Collins Bratton sees Woody Branch as a much-needed refuge for area residents. “It is high time we look south of I-30 because we have such beautiful green space here,” she said. “We need to add good park assets to all parts of the city that lack them.”
The greenspace investments already in the works under the Five Mile Creek Greenbelt master plan should pay off in scores of ways for underserved residents. Of the 186,297 people living within the creek’s watershed, only 54% have access to a park or trail within a 10-minute walk of home, according to the Trust for Public Land.
The nonprofit is working through the final paperwork with the seller, Corinth Properties, and expects to have the land conveyed to the city next month.
With Glen Oaks neighbors in the lead, a task force will determine the best way to go about community meetings and other opinion-gathering from which a master plan can be devised.

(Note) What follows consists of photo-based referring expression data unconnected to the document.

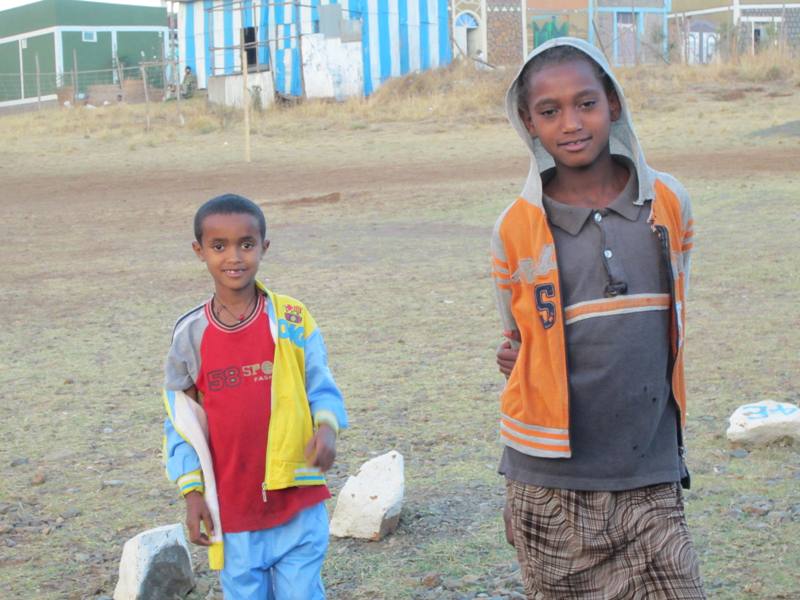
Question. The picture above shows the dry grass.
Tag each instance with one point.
(456, 93)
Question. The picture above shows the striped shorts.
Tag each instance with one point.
(632, 544)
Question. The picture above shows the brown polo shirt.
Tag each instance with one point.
(616, 298)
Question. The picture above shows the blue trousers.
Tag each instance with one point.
(280, 563)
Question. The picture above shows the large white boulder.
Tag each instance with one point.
(369, 504)
(155, 565)
(764, 422)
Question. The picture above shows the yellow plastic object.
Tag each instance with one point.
(216, 556)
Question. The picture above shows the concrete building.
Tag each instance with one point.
(709, 28)
(62, 33)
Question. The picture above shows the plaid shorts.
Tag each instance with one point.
(632, 544)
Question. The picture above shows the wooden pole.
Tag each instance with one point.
(635, 18)
(600, 40)
(245, 94)
(74, 76)
(146, 97)
(177, 77)
(523, 5)
(38, 84)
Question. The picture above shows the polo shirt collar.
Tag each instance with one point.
(572, 218)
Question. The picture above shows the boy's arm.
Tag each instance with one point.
(180, 459)
(688, 240)
(326, 403)
(324, 396)
(501, 276)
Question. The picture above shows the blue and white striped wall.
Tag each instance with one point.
(397, 36)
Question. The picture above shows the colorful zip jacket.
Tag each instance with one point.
(304, 395)
(535, 401)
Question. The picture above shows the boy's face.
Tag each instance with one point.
(570, 112)
(232, 249)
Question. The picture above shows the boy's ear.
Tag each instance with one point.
(198, 250)
(525, 115)
(614, 105)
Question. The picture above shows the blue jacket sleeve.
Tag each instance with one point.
(180, 459)
(324, 396)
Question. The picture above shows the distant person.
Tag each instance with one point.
(189, 84)
(591, 268)
(255, 361)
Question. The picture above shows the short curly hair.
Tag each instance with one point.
(228, 204)
(557, 55)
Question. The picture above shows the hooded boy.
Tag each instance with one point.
(591, 266)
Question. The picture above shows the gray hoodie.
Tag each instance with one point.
(623, 142)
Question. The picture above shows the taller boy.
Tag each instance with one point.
(591, 266)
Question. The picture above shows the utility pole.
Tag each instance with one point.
(245, 89)
(523, 7)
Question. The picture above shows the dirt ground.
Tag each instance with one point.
(383, 232)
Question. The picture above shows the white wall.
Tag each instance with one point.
(332, 68)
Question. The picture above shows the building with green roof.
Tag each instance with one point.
(96, 36)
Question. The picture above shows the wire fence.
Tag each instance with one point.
(146, 82)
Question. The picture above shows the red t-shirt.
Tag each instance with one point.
(235, 380)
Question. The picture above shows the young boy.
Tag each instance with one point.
(591, 266)
(257, 364)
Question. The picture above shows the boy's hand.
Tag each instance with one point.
(508, 351)
(321, 449)
(197, 511)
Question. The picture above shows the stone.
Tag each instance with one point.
(764, 422)
(369, 504)
(71, 513)
(155, 564)
(431, 580)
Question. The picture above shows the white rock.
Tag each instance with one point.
(764, 422)
(369, 504)
(155, 564)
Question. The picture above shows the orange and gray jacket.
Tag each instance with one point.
(535, 402)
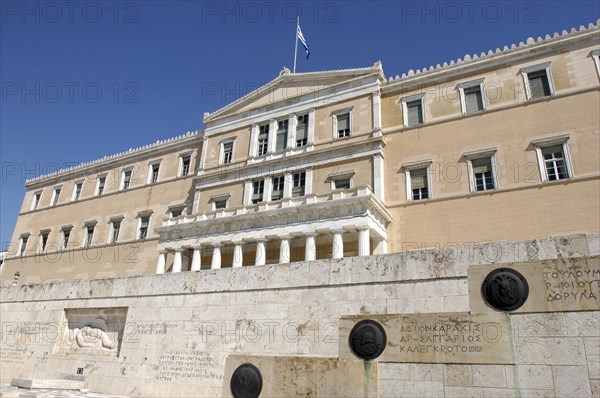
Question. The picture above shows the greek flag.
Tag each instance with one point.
(303, 41)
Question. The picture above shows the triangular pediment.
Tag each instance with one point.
(288, 87)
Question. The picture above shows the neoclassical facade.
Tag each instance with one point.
(501, 145)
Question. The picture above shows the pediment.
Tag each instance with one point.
(288, 87)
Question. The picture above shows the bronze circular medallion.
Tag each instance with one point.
(505, 289)
(367, 339)
(246, 382)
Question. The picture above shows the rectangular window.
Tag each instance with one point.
(414, 110)
(154, 169)
(483, 175)
(343, 125)
(263, 140)
(278, 182)
(55, 195)
(258, 188)
(554, 161)
(299, 184)
(281, 139)
(220, 204)
(227, 152)
(77, 191)
(126, 179)
(23, 245)
(89, 235)
(342, 183)
(115, 229)
(44, 240)
(101, 185)
(66, 234)
(539, 85)
(473, 99)
(36, 200)
(418, 184)
(185, 165)
(302, 131)
(144, 225)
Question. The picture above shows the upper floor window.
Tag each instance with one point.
(553, 158)
(44, 240)
(413, 109)
(538, 81)
(35, 202)
(184, 165)
(227, 151)
(258, 189)
(153, 172)
(89, 234)
(281, 138)
(77, 187)
(66, 235)
(302, 131)
(278, 184)
(100, 185)
(299, 184)
(418, 182)
(143, 225)
(115, 229)
(263, 140)
(23, 244)
(55, 196)
(126, 178)
(342, 124)
(471, 96)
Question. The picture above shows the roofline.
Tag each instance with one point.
(106, 160)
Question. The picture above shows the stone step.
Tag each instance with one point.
(50, 384)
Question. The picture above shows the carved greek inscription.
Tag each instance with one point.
(572, 284)
(187, 364)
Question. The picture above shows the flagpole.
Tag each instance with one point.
(296, 42)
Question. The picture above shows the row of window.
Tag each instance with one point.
(89, 230)
(553, 158)
(537, 81)
(280, 135)
(101, 181)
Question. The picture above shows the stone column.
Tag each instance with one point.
(310, 253)
(196, 258)
(162, 259)
(216, 261)
(238, 256)
(363, 241)
(379, 246)
(284, 250)
(177, 260)
(260, 252)
(337, 247)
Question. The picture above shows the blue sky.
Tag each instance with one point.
(85, 79)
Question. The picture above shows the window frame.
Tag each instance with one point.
(35, 201)
(223, 154)
(75, 196)
(56, 191)
(489, 153)
(181, 169)
(537, 68)
(463, 100)
(124, 172)
(97, 188)
(335, 115)
(140, 217)
(409, 99)
(413, 166)
(541, 144)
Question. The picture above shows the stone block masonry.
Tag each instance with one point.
(183, 334)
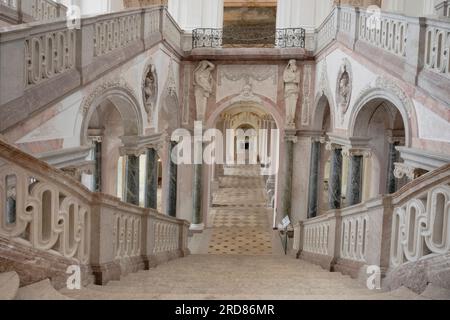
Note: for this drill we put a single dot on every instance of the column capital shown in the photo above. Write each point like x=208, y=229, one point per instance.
x=331, y=146
x=401, y=170
x=355, y=152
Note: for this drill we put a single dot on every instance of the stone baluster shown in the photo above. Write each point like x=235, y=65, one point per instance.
x=290, y=140
x=355, y=175
x=335, y=183
x=172, y=194
x=313, y=189
x=152, y=179
x=132, y=179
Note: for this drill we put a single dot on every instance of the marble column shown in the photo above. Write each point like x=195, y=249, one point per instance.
x=354, y=184
x=334, y=188
x=197, y=217
x=290, y=139
x=392, y=159
x=132, y=179
x=98, y=166
x=172, y=194
x=151, y=185
x=313, y=189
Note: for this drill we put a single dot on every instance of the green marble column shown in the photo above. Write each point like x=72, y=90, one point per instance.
x=172, y=194
x=151, y=185
x=132, y=179
x=334, y=191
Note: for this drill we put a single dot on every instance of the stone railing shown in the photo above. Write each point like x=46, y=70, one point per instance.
x=49, y=54
x=326, y=33
x=388, y=32
x=437, y=47
x=116, y=33
x=389, y=232
x=50, y=59
x=21, y=11
x=421, y=220
x=49, y=216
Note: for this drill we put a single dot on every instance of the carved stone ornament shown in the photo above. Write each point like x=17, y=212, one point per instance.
x=344, y=86
x=291, y=78
x=203, y=83
x=150, y=90
x=101, y=89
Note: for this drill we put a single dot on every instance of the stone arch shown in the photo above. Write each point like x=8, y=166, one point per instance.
x=322, y=101
x=265, y=104
x=122, y=96
x=384, y=90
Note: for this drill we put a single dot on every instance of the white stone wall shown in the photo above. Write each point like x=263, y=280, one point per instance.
x=197, y=13
x=425, y=122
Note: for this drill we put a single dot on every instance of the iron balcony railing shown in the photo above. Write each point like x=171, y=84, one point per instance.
x=217, y=38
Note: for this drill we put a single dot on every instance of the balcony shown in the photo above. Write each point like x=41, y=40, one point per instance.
x=248, y=37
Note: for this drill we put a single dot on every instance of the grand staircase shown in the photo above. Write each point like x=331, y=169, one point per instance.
x=227, y=277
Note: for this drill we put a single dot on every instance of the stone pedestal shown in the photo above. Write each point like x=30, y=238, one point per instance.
x=354, y=185
x=290, y=140
x=313, y=190
x=334, y=189
x=391, y=180
x=132, y=180
x=172, y=194
x=151, y=191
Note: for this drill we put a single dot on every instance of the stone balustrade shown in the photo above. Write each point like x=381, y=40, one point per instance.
x=421, y=219
x=437, y=47
x=31, y=10
x=326, y=33
x=60, y=58
x=390, y=232
x=50, y=216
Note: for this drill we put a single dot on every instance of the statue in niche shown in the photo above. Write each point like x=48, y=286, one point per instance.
x=150, y=91
x=203, y=84
x=344, y=88
x=291, y=79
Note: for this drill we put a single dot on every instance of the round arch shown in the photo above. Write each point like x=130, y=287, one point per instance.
x=265, y=104
x=123, y=98
x=374, y=95
x=322, y=101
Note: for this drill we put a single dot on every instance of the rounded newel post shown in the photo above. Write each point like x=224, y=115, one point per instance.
x=335, y=183
x=313, y=189
x=152, y=179
x=290, y=139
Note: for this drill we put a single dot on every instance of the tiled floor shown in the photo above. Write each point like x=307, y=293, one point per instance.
x=240, y=218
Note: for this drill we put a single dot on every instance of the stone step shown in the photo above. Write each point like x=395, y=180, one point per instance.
x=42, y=290
x=9, y=285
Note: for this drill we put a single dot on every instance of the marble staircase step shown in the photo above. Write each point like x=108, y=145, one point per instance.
x=9, y=285
x=42, y=290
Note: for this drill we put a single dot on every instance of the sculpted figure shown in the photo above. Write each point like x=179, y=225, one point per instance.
x=344, y=87
x=150, y=90
x=203, y=83
x=291, y=79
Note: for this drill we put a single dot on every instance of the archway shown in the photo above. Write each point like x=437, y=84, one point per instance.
x=240, y=194
x=110, y=113
x=383, y=125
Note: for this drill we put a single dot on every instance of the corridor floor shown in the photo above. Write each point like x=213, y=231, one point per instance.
x=240, y=223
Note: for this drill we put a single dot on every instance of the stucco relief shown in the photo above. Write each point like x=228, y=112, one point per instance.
x=150, y=90
x=203, y=84
x=291, y=78
x=248, y=81
x=344, y=86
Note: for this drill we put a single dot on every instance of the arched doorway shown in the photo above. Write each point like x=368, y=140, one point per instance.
x=109, y=115
x=382, y=123
x=242, y=190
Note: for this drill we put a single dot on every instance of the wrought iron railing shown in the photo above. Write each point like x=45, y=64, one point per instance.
x=217, y=38
x=207, y=38
x=290, y=38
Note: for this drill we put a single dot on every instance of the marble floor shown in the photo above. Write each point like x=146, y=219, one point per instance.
x=239, y=217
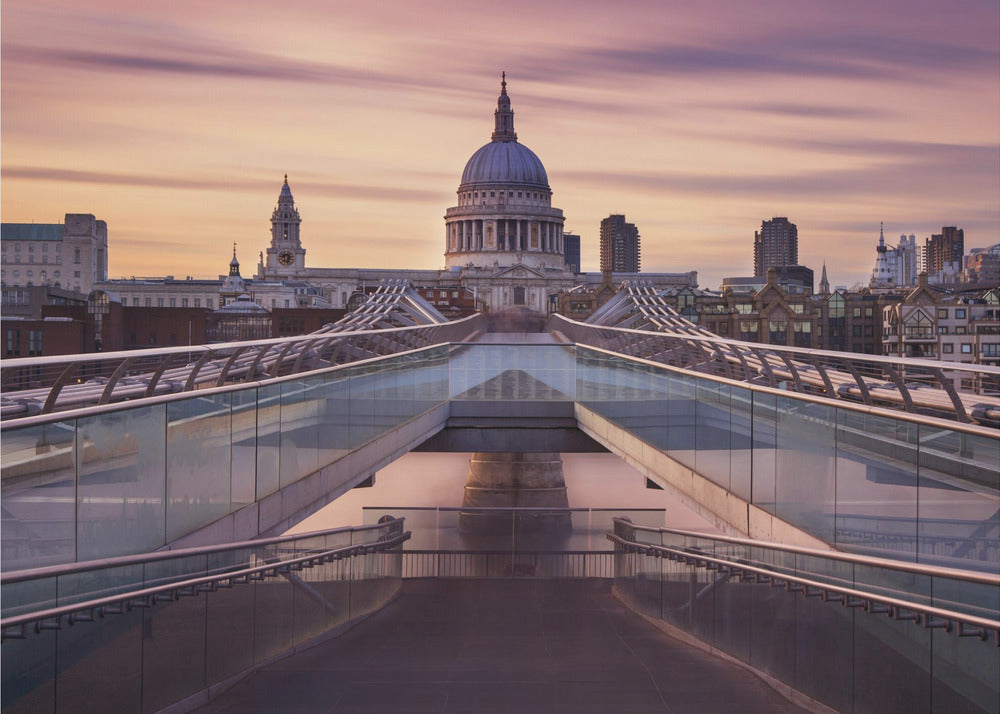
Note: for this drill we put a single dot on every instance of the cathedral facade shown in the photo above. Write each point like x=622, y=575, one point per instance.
x=503, y=239
x=504, y=244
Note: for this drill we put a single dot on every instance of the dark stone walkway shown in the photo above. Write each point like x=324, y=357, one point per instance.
x=471, y=646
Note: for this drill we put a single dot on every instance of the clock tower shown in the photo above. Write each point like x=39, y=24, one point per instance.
x=285, y=255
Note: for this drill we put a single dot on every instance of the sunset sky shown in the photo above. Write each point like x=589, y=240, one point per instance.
x=175, y=123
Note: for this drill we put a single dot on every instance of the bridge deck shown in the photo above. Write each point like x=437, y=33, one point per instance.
x=502, y=646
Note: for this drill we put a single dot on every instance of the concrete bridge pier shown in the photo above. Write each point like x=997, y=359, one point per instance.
x=516, y=480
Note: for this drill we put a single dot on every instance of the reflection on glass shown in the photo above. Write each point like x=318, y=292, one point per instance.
x=121, y=467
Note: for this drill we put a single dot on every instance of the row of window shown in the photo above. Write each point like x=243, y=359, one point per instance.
x=943, y=313
x=45, y=249
x=31, y=247
x=45, y=259
x=173, y=302
x=14, y=343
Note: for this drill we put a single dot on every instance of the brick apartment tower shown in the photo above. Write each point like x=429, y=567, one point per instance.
x=776, y=245
x=619, y=245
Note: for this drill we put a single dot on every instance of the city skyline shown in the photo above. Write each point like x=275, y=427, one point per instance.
x=176, y=125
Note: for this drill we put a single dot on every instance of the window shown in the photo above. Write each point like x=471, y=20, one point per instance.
x=836, y=305
x=748, y=330
x=13, y=343
x=803, y=333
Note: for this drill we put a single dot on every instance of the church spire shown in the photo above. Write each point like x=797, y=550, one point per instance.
x=234, y=264
x=503, y=116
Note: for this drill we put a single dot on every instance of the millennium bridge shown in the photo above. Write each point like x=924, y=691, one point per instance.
x=147, y=495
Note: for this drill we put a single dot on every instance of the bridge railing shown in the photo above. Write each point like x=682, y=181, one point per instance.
x=127, y=478
x=861, y=478
x=195, y=620
x=953, y=390
x=855, y=633
x=43, y=385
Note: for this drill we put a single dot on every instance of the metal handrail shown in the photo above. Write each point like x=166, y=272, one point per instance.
x=886, y=387
x=971, y=576
x=40, y=419
x=799, y=351
x=964, y=427
x=146, y=597
x=84, y=566
x=187, y=365
x=870, y=602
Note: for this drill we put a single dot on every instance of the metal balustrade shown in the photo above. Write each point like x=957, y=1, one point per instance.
x=195, y=619
x=951, y=390
x=43, y=385
x=855, y=633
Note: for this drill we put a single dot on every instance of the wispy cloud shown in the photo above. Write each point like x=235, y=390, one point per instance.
x=235, y=185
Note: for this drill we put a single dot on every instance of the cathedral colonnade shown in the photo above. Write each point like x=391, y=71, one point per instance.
x=475, y=235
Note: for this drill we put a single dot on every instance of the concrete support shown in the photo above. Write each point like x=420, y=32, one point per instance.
x=516, y=480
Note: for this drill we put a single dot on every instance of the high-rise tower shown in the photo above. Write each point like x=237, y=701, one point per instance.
x=775, y=246
x=944, y=251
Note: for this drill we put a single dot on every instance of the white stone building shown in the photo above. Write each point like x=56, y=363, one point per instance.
x=72, y=255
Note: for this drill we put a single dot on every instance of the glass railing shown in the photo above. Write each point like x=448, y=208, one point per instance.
x=852, y=632
x=141, y=634
x=893, y=484
x=117, y=479
x=114, y=480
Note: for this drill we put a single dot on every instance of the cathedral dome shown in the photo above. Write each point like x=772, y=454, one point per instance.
x=504, y=162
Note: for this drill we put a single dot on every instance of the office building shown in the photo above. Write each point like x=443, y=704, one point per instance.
x=776, y=245
x=620, y=252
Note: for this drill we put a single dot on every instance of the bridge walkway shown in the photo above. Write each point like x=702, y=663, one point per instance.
x=482, y=645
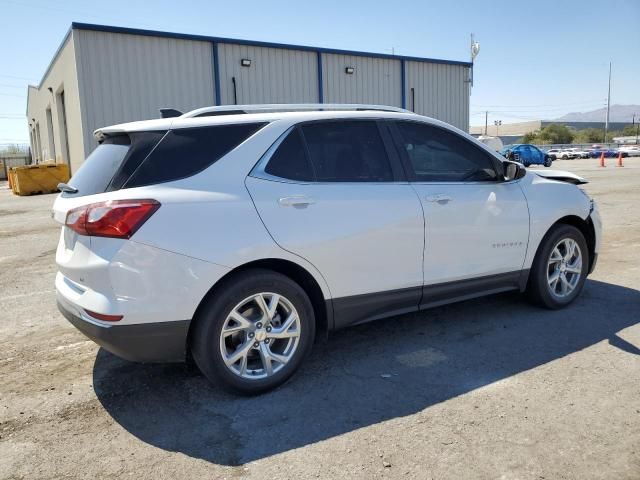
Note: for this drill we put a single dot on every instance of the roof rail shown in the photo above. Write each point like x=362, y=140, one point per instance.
x=286, y=107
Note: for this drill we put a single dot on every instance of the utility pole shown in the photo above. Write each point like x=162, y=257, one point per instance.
x=606, y=123
x=497, y=123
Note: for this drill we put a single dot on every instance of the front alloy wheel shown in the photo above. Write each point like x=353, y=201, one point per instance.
x=564, y=268
x=559, y=268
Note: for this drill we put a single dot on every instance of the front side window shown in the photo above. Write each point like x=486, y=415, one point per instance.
x=439, y=155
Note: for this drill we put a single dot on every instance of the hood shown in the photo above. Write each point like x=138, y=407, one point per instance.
x=561, y=176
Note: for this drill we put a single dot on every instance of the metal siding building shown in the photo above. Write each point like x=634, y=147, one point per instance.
x=105, y=75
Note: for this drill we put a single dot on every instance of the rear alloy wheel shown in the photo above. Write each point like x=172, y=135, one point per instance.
x=260, y=336
x=560, y=268
x=254, y=332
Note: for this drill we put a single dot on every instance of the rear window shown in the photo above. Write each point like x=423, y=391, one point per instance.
x=187, y=151
x=98, y=169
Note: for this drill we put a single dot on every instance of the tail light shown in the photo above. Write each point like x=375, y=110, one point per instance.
x=115, y=218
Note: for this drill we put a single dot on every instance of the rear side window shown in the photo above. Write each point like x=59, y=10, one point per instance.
x=347, y=151
x=290, y=160
x=437, y=154
x=98, y=169
x=142, y=143
x=187, y=151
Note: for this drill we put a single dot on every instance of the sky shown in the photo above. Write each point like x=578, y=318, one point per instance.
x=538, y=59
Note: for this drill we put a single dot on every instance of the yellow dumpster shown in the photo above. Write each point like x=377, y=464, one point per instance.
x=10, y=179
x=43, y=178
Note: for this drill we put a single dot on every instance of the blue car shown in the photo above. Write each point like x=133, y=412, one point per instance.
x=526, y=154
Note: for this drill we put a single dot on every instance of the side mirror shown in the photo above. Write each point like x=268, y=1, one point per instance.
x=513, y=171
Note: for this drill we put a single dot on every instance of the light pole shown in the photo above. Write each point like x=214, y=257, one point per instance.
x=606, y=122
x=497, y=123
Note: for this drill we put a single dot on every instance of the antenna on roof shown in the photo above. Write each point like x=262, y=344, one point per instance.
x=169, y=113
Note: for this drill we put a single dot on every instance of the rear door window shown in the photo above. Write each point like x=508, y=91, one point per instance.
x=347, y=151
x=439, y=155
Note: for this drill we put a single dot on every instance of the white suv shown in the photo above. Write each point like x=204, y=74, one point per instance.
x=238, y=235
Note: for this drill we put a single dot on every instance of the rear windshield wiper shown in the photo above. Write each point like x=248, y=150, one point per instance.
x=63, y=187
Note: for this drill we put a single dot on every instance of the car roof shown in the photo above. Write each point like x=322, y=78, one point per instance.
x=234, y=114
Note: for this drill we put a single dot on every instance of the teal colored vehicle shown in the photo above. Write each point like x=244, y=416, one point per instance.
x=526, y=154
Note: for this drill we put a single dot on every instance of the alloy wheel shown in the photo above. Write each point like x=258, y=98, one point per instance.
x=260, y=336
x=564, y=268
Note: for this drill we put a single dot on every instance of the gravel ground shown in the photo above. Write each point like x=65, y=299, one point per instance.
x=490, y=388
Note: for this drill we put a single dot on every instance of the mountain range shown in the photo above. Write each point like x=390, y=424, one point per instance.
x=617, y=113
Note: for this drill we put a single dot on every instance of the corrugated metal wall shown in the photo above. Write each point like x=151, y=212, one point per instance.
x=440, y=91
x=375, y=80
x=126, y=77
x=275, y=76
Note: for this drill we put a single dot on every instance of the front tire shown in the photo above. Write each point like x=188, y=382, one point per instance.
x=254, y=332
x=560, y=268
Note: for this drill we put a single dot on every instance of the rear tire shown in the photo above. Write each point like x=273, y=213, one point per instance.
x=554, y=261
x=247, y=318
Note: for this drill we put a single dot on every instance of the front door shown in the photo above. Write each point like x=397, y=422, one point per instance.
x=476, y=224
x=330, y=193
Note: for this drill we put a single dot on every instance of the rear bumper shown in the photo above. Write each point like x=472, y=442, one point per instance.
x=146, y=342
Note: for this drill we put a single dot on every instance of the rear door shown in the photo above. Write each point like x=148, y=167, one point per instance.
x=333, y=193
x=476, y=224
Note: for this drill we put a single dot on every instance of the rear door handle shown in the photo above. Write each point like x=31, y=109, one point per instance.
x=296, y=201
x=439, y=198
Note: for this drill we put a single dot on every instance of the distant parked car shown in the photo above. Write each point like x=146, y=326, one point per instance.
x=579, y=152
x=630, y=150
x=608, y=152
x=563, y=154
x=527, y=155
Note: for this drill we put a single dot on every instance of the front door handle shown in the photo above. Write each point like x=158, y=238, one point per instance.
x=439, y=198
x=296, y=201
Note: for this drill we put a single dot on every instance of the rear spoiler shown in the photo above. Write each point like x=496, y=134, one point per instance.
x=169, y=113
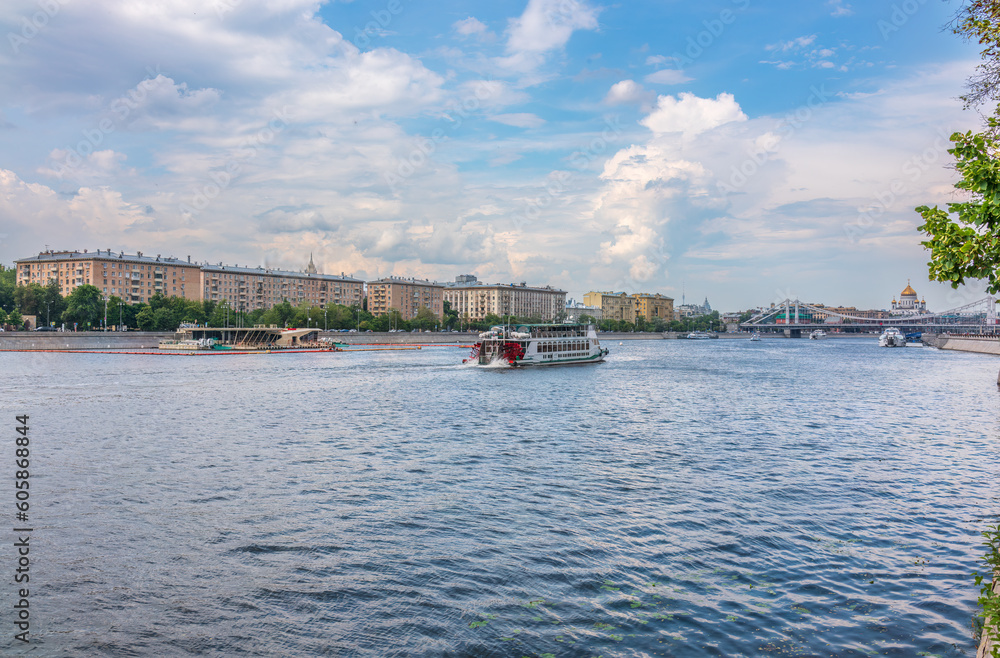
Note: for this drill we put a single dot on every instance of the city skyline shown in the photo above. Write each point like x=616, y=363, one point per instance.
x=740, y=153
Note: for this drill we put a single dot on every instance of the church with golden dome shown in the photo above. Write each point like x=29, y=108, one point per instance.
x=908, y=303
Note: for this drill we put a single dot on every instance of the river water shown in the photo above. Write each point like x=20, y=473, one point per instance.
x=785, y=497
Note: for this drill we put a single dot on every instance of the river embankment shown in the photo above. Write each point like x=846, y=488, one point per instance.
x=134, y=340
x=985, y=344
x=98, y=340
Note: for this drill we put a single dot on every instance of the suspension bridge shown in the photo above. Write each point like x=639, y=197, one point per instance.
x=791, y=316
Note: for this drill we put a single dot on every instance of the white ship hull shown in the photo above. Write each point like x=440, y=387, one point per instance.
x=540, y=345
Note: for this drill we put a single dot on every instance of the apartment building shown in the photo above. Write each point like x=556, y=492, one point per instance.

Nothing has been decided, although nearby residents have expressed interest in a playground, gardens, picnic pavilion, paved walking paths, nature trails and a multipurpose athletic field.
City Council member Carolyn King Arnold, whose district includes the Woody Branch land, said before the Feb. 24 vote that she is excited to work with the stakeholders “to create a wonderful park that will be a landmark asset for generations to come.”
I don’t know about you, but these days I’m very much in need of some good news — and this new park plan is just that.
Those of us who’ve had the privilege of access to quality parks all these years are lucky. But Dallas is even luckier to have a champion like the Trust for Public Land take the lead in bringing amenities to underserved neighborhoods — with the pledge that the individual parks will be created in a likeness of what each community wants and deserves.